According to the Supreme Court, the legislative purposes the statute was meant to serve were not altogether clear. In a previous decision, the State Supreme Judicial Court noted only the state’s interest in protecting the health of its citizens. In another decision the court found a second and more compelling ground for upholding the statute: to protect morals through “regulating the private sexual lives of single persons.” The Court of Appeals, however, did not consider the promotion of health or the protection of morals through the deterrence of fornication to be the legislative aim. Instead, the court concluded that the statutory goal was to limit contraception in and of itself. The court held that this purpose conflicted “with fundamental human rights” under Griswold v. Connecticut, 381 U.S. 479 (1965), where the Court struck down Connecticut’s prohibition against the use of contraceptives as an unconstitutional infringement of the right to marital privacy.
In Eisenstadt, the question the Court dealt with was, did the Massachusetts law violate the right to privacy acknowledged in Griswold v. Connecticut and protected from state intrusion by the Fourteenth Amendment?
In a 6-to-1 decision, the Court struck down the Massachusetts law, although not strictly on privacy grounds. The Court held that the law’s distinction between single and married individuals failed to satisfy the “rational basis test” of the Fourteenth Amendment’s Equal Protection Clause.
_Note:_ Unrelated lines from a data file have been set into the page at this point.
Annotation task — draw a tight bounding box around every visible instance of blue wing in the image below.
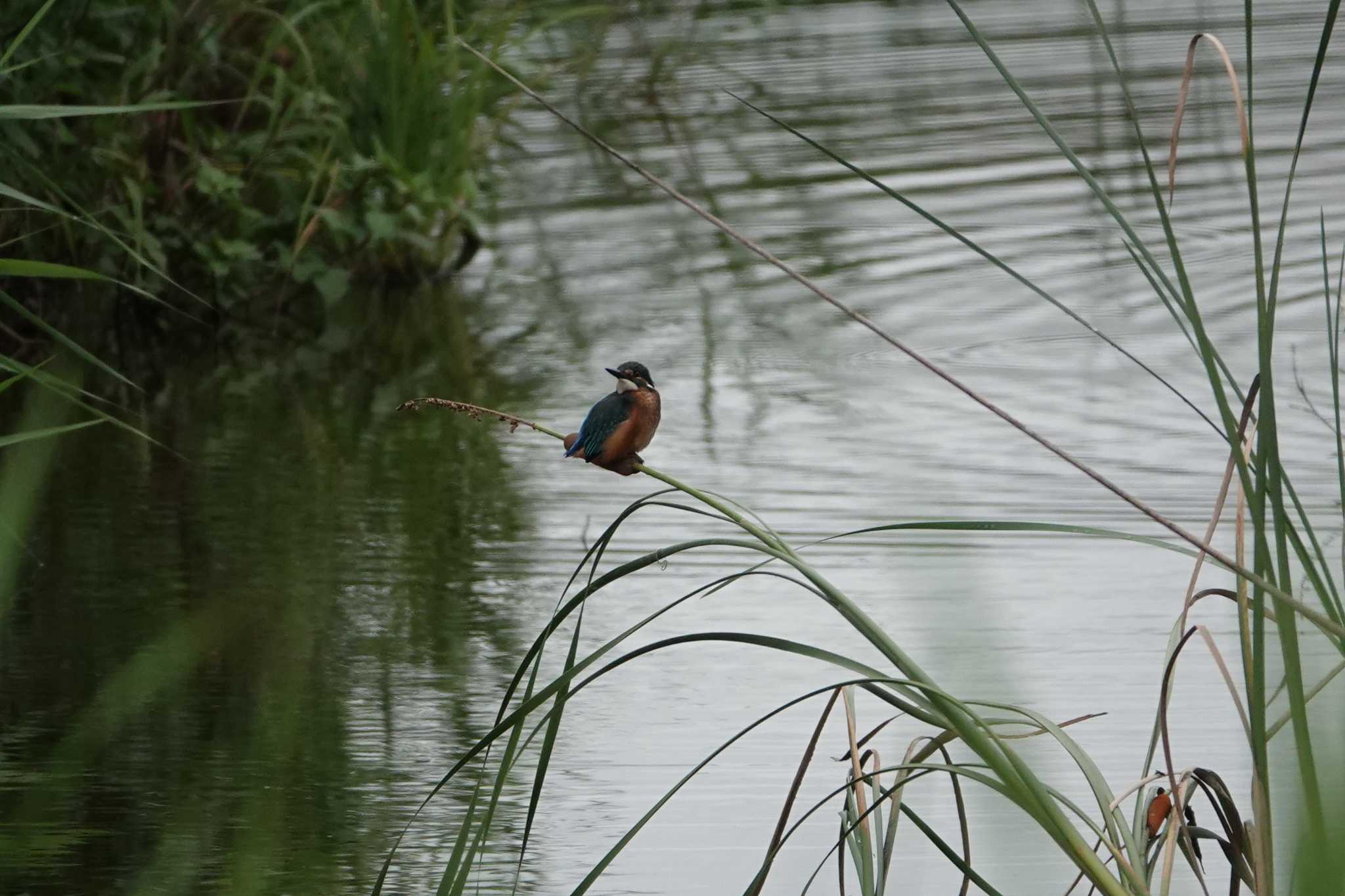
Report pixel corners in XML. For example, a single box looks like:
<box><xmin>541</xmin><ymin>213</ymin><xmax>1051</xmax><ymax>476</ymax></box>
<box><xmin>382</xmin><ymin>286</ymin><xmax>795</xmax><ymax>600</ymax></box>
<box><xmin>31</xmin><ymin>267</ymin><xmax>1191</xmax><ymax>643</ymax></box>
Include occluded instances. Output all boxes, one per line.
<box><xmin>565</xmin><ymin>393</ymin><xmax>631</xmax><ymax>461</ymax></box>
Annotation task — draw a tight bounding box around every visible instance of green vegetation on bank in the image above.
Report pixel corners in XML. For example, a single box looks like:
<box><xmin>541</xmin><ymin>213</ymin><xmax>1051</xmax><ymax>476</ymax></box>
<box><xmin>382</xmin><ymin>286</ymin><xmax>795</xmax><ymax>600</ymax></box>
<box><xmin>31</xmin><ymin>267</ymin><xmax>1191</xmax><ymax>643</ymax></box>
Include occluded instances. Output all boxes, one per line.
<box><xmin>0</xmin><ymin>0</ymin><xmax>527</xmax><ymax>379</ymax></box>
<box><xmin>393</xmin><ymin>0</ymin><xmax>1345</xmax><ymax>896</ymax></box>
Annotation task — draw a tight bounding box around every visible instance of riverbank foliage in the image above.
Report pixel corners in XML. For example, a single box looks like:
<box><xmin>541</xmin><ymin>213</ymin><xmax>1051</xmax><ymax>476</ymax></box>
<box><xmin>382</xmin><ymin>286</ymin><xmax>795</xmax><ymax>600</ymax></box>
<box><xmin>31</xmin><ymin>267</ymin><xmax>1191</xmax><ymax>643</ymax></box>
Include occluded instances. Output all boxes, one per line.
<box><xmin>0</xmin><ymin>0</ymin><xmax>526</xmax><ymax>379</ymax></box>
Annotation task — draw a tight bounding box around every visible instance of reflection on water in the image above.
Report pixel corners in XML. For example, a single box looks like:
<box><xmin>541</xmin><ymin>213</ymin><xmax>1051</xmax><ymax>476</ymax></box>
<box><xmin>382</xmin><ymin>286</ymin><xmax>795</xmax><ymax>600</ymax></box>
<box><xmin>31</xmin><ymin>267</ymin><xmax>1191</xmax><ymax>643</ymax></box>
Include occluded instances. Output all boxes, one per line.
<box><xmin>0</xmin><ymin>0</ymin><xmax>1345</xmax><ymax>893</ymax></box>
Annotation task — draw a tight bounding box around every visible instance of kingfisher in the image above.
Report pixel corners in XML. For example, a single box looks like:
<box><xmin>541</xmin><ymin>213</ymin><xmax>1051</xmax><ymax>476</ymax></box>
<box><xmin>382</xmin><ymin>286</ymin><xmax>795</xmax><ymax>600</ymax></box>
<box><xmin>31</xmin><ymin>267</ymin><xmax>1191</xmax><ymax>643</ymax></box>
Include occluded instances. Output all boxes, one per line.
<box><xmin>1145</xmin><ymin>787</ymin><xmax>1173</xmax><ymax>841</ymax></box>
<box><xmin>565</xmin><ymin>362</ymin><xmax>661</xmax><ymax>475</ymax></box>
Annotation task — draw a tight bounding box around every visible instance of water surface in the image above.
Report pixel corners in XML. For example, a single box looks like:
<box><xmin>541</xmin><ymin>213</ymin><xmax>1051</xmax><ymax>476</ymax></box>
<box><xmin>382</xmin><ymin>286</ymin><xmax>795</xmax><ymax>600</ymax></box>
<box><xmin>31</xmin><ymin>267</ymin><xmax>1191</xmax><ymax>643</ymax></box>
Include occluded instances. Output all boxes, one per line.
<box><xmin>0</xmin><ymin>0</ymin><xmax>1345</xmax><ymax>893</ymax></box>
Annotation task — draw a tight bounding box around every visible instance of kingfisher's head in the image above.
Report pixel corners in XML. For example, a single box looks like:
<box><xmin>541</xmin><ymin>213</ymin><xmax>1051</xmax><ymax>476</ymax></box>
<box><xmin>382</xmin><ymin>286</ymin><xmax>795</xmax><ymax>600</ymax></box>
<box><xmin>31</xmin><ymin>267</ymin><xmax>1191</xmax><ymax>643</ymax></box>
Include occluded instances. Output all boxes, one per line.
<box><xmin>607</xmin><ymin>362</ymin><xmax>655</xmax><ymax>393</ymax></box>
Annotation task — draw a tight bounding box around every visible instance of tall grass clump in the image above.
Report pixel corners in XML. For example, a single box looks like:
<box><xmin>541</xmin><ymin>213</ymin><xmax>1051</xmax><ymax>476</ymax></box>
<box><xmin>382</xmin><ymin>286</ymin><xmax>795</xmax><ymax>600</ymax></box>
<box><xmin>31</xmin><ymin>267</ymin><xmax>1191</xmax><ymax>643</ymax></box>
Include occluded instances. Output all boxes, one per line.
<box><xmin>389</xmin><ymin>0</ymin><xmax>1345</xmax><ymax>896</ymax></box>
<box><xmin>0</xmin><ymin>0</ymin><xmax>567</xmax><ymax>375</ymax></box>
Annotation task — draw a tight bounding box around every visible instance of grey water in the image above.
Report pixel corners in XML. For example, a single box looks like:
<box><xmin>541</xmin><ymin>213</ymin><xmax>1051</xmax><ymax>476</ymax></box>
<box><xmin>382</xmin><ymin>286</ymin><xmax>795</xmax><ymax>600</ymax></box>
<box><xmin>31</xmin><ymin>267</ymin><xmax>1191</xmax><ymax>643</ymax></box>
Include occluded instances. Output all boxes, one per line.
<box><xmin>0</xmin><ymin>0</ymin><xmax>1345</xmax><ymax>895</ymax></box>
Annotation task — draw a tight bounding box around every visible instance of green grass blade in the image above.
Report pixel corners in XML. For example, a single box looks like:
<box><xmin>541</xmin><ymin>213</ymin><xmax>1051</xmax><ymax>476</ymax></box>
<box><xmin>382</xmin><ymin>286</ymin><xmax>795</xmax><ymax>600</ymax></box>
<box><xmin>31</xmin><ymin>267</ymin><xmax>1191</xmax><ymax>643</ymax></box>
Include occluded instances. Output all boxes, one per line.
<box><xmin>0</xmin><ymin>421</ymin><xmax>104</xmax><ymax>447</ymax></box>
<box><xmin>0</xmin><ymin>0</ymin><xmax>56</xmax><ymax>68</ymax></box>
<box><xmin>0</xmin><ymin>99</ymin><xmax>223</xmax><ymax>121</ymax></box>
<box><xmin>901</xmin><ymin>803</ymin><xmax>1001</xmax><ymax>896</ymax></box>
<box><xmin>0</xmin><ymin>290</ymin><xmax>140</xmax><ymax>391</ymax></box>
<box><xmin>1264</xmin><ymin>0</ymin><xmax>1341</xmax><ymax>322</ymax></box>
<box><xmin>725</xmin><ymin>90</ymin><xmax>1223</xmax><ymax>435</ymax></box>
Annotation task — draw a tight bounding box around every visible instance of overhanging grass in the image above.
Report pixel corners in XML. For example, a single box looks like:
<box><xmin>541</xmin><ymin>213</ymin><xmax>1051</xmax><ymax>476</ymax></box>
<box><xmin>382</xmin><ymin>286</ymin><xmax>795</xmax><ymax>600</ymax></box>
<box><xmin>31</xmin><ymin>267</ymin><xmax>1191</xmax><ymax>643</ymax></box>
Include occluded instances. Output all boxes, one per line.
<box><xmin>389</xmin><ymin>0</ymin><xmax>1345</xmax><ymax>896</ymax></box>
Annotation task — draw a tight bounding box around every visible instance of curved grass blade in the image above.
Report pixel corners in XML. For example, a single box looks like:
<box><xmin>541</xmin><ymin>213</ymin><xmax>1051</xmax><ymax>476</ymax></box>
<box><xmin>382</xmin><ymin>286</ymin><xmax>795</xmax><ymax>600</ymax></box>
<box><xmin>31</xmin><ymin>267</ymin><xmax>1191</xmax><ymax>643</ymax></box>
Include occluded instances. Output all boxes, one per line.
<box><xmin>1168</xmin><ymin>32</ymin><xmax>1248</xmax><ymax>204</ymax></box>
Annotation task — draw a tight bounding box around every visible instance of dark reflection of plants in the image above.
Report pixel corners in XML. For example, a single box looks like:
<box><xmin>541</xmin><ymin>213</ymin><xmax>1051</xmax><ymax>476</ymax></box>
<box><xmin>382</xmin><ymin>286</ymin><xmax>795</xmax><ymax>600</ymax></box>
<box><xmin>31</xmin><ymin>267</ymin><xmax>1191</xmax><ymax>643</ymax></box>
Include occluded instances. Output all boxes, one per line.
<box><xmin>0</xmin><ymin>282</ymin><xmax>526</xmax><ymax>892</ymax></box>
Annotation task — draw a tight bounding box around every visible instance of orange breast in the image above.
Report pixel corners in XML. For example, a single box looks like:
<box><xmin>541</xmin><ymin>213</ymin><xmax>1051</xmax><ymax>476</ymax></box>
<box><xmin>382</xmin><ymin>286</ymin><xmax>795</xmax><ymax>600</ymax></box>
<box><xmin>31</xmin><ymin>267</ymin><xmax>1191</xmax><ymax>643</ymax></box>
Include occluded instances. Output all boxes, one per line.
<box><xmin>1145</xmin><ymin>794</ymin><xmax>1173</xmax><ymax>837</ymax></box>
<box><xmin>600</xmin><ymin>389</ymin><xmax>659</xmax><ymax>463</ymax></box>
<box><xmin>629</xmin><ymin>389</ymin><xmax>663</xmax><ymax>452</ymax></box>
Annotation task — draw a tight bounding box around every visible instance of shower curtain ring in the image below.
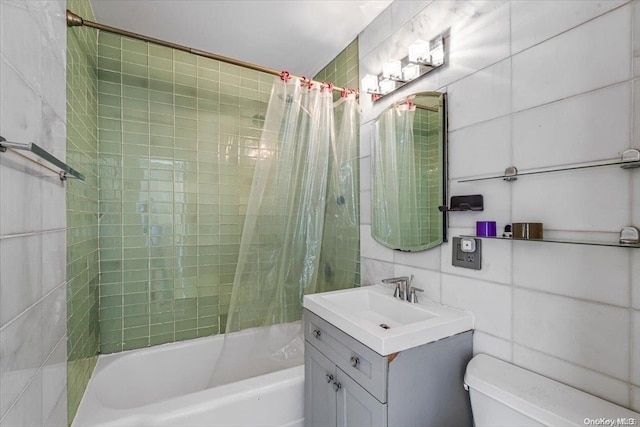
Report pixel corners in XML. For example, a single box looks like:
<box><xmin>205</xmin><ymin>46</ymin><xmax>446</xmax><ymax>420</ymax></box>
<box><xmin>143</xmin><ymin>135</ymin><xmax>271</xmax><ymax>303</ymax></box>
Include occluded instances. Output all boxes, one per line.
<box><xmin>280</xmin><ymin>70</ymin><xmax>291</xmax><ymax>83</ymax></box>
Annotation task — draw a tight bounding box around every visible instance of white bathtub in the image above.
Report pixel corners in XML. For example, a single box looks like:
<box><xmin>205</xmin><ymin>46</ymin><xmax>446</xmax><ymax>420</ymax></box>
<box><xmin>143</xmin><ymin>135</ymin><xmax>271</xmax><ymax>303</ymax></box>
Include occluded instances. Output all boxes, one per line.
<box><xmin>72</xmin><ymin>331</ymin><xmax>304</xmax><ymax>427</ymax></box>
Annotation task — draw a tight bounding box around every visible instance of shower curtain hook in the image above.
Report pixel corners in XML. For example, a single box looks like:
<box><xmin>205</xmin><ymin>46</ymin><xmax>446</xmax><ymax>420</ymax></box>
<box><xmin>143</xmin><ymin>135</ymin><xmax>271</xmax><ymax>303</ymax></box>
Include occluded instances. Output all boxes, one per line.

Married couples were entitled to contraception under the Court’s Griswold decision. Withholding that right from single persons without a rational basis proved the fatal flaw. Thus, the Court stepped away from the emphasis on marital privacy in Griswold to uphold a less restrictive right to privacy and to invalidate the Massachusetts statute. “If the right of privacy means anything,” wrote Justice  J. Brennan, Jr., for the majority, “it is the right of the individual, married or single, to be free from unwarranted governmental intrusion into matters so fundamentally affecting a person as the decision to whether to bear or beget a child.”